JavaScript Is Way Too Slow – for What?

There's more to mobile web apps than JavaScript

I keep finding that programmers—even web programmers—frequently think “web application” means “JavaScript application.” Programmers are, of course, used to working with programming languages, and often see application environments from the perspective of the programming language in use.

These blinders derail Drew Crawford’s detailed rant on Why mobile web apps are slow. It turns out that “slow for what?” is a key part of the question, as Crawford reveals near the very end:

JavaScript is too slow for mobile app use in 2013 (e.g., for photo editing, etc.).

Do we need to run Photoshop on our mobile phones using JavaScript underneath? I agree that cramming everything into an interpreted language on a memory-, processing-, and bandwidth-constrained device is a stupid idea—but “photo editing” is an extreme case, to put it mildly. Perhaps critics will move on to video editing when we eventually get to the next round.

Despite that flaw, if the rant had been titled “Why mobile JavaScript apps are slow,” it would have done better. His lists of benchmarks, discussions of processor challenges, and recognition that the easy work in JavaScript optimization is already done, are all tremendously useful. There is little reason to expect JavaScript performance to improve in the future at the rate is has achieved for the last decade.

It may also be true that the browser vendors have optimized their performance as far as they can, at least in the relatively stable fields of HTML parsing and processing, and CSS selectors and formatting. Adding querySelector to the DOM was a massive one-time speed upgrade, letting JavaScript developers drop most of their tree walking in favor of a more declarative approach relying on native code in which vendors had already invested heavily.

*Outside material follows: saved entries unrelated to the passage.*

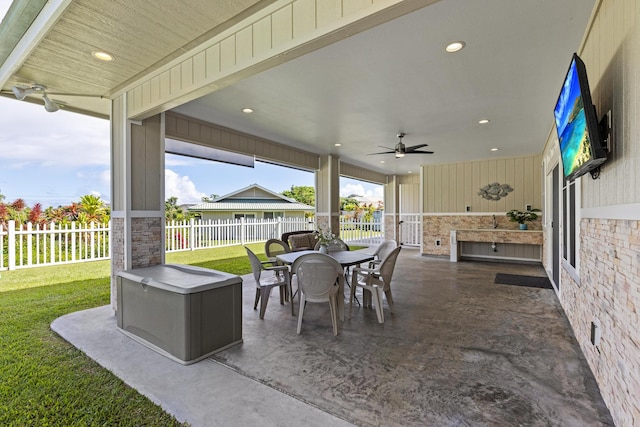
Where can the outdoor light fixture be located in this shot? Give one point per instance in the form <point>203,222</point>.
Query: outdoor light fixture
<point>22,92</point>
<point>50,105</point>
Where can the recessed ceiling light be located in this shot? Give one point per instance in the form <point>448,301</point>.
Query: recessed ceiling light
<point>103,56</point>
<point>455,46</point>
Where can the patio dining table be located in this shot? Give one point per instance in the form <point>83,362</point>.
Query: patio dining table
<point>345,258</point>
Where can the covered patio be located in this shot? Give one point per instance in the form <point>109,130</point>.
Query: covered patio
<point>325,86</point>
<point>461,350</point>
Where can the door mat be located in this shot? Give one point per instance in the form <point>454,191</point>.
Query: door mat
<point>518,280</point>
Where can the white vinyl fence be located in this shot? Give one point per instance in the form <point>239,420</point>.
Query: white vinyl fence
<point>193,234</point>
<point>26,245</point>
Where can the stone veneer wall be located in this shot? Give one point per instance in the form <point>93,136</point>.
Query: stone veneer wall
<point>117,256</point>
<point>609,293</point>
<point>146,242</point>
<point>439,227</point>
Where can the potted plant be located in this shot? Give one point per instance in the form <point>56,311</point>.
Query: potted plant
<point>325,237</point>
<point>522,217</point>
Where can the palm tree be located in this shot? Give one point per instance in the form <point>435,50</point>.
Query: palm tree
<point>173,212</point>
<point>93,207</point>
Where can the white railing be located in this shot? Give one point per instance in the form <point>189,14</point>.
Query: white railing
<point>361,232</point>
<point>28,245</point>
<point>193,234</point>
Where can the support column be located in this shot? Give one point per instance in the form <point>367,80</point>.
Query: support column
<point>391,209</point>
<point>137,192</point>
<point>328,194</point>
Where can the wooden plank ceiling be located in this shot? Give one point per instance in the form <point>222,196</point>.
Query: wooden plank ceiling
<point>128,31</point>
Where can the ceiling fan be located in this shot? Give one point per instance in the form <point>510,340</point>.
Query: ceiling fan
<point>400,149</point>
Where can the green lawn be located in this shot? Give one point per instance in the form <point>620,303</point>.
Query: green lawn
<point>44,381</point>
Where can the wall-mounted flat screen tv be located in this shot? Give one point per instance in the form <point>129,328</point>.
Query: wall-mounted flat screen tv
<point>577,124</point>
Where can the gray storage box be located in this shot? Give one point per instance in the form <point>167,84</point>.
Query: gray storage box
<point>185,313</point>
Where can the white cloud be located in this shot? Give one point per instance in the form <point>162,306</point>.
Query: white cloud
<point>371,194</point>
<point>350,189</point>
<point>32,137</point>
<point>181,187</point>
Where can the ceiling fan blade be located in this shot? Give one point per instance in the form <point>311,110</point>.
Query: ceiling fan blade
<point>415,147</point>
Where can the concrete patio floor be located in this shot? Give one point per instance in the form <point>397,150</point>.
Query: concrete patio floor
<point>533,334</point>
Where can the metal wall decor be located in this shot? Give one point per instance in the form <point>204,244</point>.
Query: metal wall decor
<point>495,191</point>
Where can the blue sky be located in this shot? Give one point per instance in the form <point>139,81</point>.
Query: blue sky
<point>55,158</point>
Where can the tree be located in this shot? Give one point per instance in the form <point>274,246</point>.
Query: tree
<point>173,212</point>
<point>302,193</point>
<point>93,207</point>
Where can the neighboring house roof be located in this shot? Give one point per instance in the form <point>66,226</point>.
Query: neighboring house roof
<point>252,198</point>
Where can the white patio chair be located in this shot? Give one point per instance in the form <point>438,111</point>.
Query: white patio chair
<point>272,248</point>
<point>381,253</point>
<point>320,279</point>
<point>375,281</point>
<point>264,283</point>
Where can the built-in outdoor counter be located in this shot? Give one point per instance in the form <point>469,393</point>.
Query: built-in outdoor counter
<point>493,236</point>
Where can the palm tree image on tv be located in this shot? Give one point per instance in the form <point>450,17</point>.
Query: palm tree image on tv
<point>571,122</point>
<point>574,143</point>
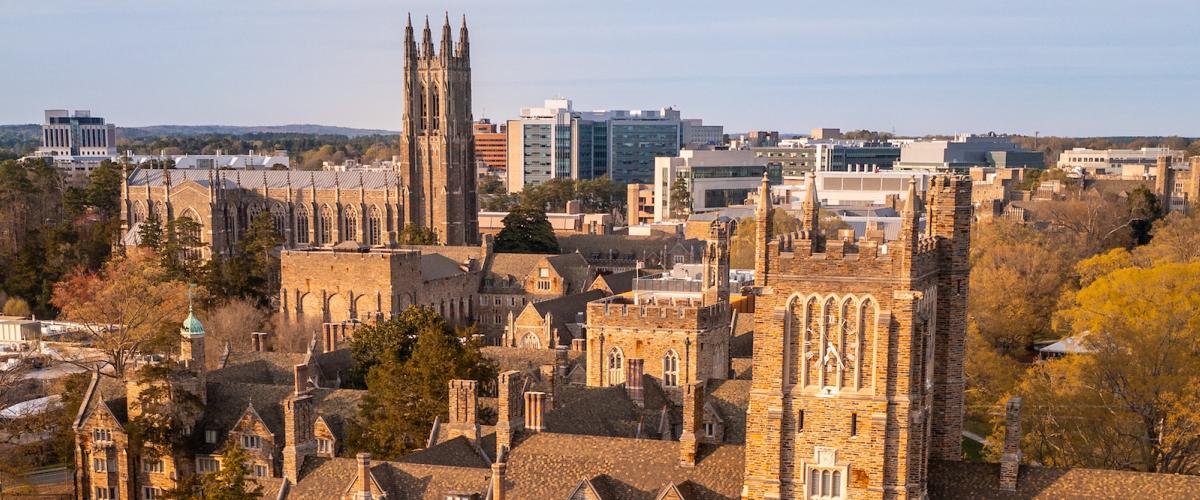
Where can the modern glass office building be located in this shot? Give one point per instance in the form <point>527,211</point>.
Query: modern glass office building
<point>558,142</point>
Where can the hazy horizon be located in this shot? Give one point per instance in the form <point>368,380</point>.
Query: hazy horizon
<point>937,67</point>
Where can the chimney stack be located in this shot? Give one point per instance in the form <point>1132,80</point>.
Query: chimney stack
<point>498,480</point>
<point>535,404</point>
<point>508,420</point>
<point>1011,457</point>
<point>364,489</point>
<point>299,419</point>
<point>634,369</point>
<point>258,342</point>
<point>693,422</point>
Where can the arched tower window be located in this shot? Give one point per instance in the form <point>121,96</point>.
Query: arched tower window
<point>671,369</point>
<point>375,227</point>
<point>829,355</point>
<point>301,224</point>
<point>616,367</point>
<point>351,224</point>
<point>280,217</point>
<point>325,227</point>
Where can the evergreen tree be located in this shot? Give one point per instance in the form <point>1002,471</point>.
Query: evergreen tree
<point>403,398</point>
<point>681,197</point>
<point>527,230</point>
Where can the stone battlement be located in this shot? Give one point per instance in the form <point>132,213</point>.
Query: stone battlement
<point>659,312</point>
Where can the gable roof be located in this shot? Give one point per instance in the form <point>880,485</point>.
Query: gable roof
<point>330,477</point>
<point>549,465</point>
<point>973,480</point>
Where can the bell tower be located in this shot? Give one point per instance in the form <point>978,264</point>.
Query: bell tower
<point>437,148</point>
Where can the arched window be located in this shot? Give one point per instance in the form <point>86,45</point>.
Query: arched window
<point>375,224</point>
<point>280,217</point>
<point>671,369</point>
<point>301,224</point>
<point>351,224</point>
<point>616,367</point>
<point>325,227</point>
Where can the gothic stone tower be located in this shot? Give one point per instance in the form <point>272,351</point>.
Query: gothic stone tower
<point>437,149</point>
<point>858,351</point>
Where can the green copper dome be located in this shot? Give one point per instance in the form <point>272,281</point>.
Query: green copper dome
<point>192,325</point>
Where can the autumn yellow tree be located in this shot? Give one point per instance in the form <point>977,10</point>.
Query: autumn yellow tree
<point>1134,401</point>
<point>127,308</point>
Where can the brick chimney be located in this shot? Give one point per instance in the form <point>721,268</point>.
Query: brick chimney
<point>634,369</point>
<point>498,481</point>
<point>693,422</point>
<point>299,417</point>
<point>364,489</point>
<point>535,404</point>
<point>463,410</point>
<point>508,420</point>
<point>1011,457</point>
<point>258,342</point>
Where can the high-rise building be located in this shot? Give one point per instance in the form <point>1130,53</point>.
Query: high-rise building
<point>559,142</point>
<point>491,148</point>
<point>694,133</point>
<point>437,148</point>
<point>77,134</point>
<point>965,151</point>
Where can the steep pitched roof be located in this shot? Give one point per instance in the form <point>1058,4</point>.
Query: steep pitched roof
<point>549,465</point>
<point>330,477</point>
<point>971,480</point>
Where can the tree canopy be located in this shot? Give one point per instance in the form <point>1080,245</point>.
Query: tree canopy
<point>527,230</point>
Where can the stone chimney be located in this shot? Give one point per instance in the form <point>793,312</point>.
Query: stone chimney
<point>364,489</point>
<point>634,369</point>
<point>498,481</point>
<point>463,409</point>
<point>508,421</point>
<point>693,422</point>
<point>535,410</point>
<point>1164,184</point>
<point>258,342</point>
<point>299,419</point>
<point>1011,457</point>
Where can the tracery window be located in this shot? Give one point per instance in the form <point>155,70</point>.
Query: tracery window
<point>616,367</point>
<point>351,224</point>
<point>671,369</point>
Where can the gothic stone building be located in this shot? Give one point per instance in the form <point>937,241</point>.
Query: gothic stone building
<point>437,146</point>
<point>435,186</point>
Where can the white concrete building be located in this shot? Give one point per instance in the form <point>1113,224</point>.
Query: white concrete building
<point>715,179</point>
<point>1126,163</point>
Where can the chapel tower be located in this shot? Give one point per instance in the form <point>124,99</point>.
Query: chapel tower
<point>437,148</point>
<point>858,351</point>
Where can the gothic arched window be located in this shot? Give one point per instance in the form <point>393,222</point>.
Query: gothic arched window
<point>351,224</point>
<point>301,224</point>
<point>671,369</point>
<point>616,367</point>
<point>325,227</point>
<point>375,224</point>
<point>280,217</point>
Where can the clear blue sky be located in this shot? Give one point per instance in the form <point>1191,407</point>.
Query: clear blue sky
<point>1060,67</point>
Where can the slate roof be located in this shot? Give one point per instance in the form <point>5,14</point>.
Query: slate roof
<point>324,479</point>
<point>972,480</point>
<point>549,465</point>
<point>270,179</point>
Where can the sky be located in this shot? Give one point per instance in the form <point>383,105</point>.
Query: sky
<point>1059,67</point>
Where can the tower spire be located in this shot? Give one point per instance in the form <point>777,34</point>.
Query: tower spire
<point>427,41</point>
<point>447,41</point>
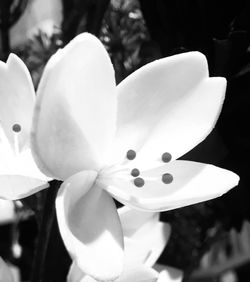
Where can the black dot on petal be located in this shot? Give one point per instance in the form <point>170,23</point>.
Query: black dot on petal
<point>167,178</point>
<point>139,182</point>
<point>166,157</point>
<point>16,127</point>
<point>135,172</point>
<point>131,154</point>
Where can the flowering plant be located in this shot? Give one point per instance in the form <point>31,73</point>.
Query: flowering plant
<point>105,141</point>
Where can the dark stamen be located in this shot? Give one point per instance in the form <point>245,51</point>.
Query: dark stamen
<point>167,178</point>
<point>139,182</point>
<point>135,172</point>
<point>166,157</point>
<point>131,154</point>
<point>16,128</point>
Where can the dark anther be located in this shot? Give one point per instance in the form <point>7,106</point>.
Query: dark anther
<point>135,172</point>
<point>166,157</point>
<point>131,154</point>
<point>167,178</point>
<point>16,127</point>
<point>139,182</point>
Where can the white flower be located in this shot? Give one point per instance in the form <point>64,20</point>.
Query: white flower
<point>19,175</point>
<point>145,238</point>
<point>122,141</point>
<point>8,273</point>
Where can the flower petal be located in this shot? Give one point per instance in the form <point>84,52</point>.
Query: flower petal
<point>138,273</point>
<point>75,112</point>
<point>164,103</point>
<point>19,175</point>
<point>147,244</point>
<point>132,220</point>
<point>7,212</point>
<point>17,98</point>
<point>192,183</point>
<point>75,273</point>
<point>14,187</point>
<point>145,237</point>
<point>5,272</point>
<point>169,274</point>
<point>90,226</point>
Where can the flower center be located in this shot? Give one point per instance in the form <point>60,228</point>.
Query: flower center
<point>166,178</point>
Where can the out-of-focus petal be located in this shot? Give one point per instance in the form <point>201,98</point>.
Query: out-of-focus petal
<point>17,99</point>
<point>19,175</point>
<point>169,105</point>
<point>5,272</point>
<point>75,273</point>
<point>75,113</point>
<point>7,211</point>
<point>145,237</point>
<point>90,226</point>
<point>140,273</point>
<point>192,183</point>
<point>168,274</point>
<point>132,220</point>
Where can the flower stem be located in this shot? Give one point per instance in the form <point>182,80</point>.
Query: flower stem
<point>44,232</point>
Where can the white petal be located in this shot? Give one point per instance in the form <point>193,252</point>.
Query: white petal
<point>5,272</point>
<point>7,212</point>
<point>75,113</point>
<point>169,105</point>
<point>75,273</point>
<point>168,274</point>
<point>132,220</point>
<point>192,183</point>
<point>90,226</point>
<point>19,175</point>
<point>17,99</point>
<point>145,237</point>
<point>140,273</point>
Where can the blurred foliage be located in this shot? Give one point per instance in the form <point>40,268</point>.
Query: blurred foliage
<point>134,34</point>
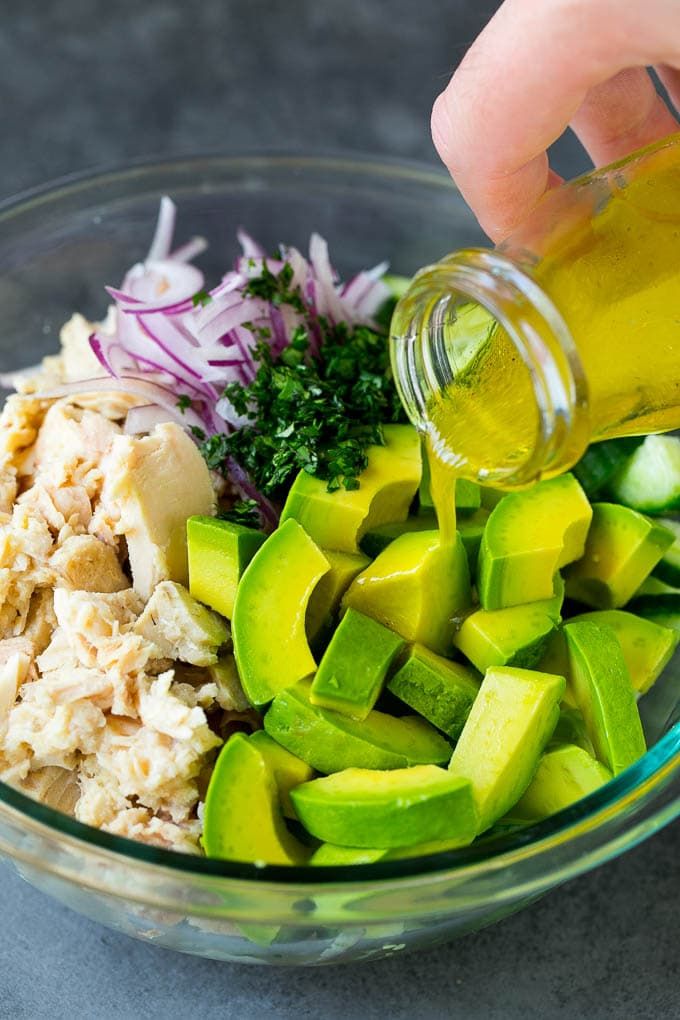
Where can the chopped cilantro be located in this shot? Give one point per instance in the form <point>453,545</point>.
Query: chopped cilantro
<point>315,414</point>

So how can we optimize mobile web development?

The first answer is pretty simple: don’t try to use JavaScript for tasks (like photo or video editing) that push it past its limits. As far as JavaScript has come, it wasn’t built for that. Native apps are indeed good for more than building browsers.

The second answer is trickier: it means recognizing that web applications include much more than JavaScript. JavaScript began as a scripting language for gluing together objects written in other languages, and it still excels at that. Build your application from the HTML—the easiest stuff to process!—up. (If you want graphics, SVG might be a better path.) Then layer CSS on top of that. Rely on APIs built into the browser whenever you can, using JavaScript to connect with their much faster processing. HTML5 keeps making that a better and better option.

When I was programming our HTML 4 & 5: The Complete Reference, I marveled regularly at how tasks that seemed huge, like loading a new CSS stylesheet, moved rapidly compared to implementing smaller changes using JavaScript. More broadly, Estelle Weyl’s JavaScript: You Don’t Need a Framework For That (slides) resonates both because it shows how to use smaller chunks of JavaScript and because it explores how to use CSS creatively to avoid using JavaScript at all.

Building great applications using JavaScript, especially great mobile web applications, often means using JavaScript itself as sparingly as possible. That’s always been a feature of JavaScript, not a bug.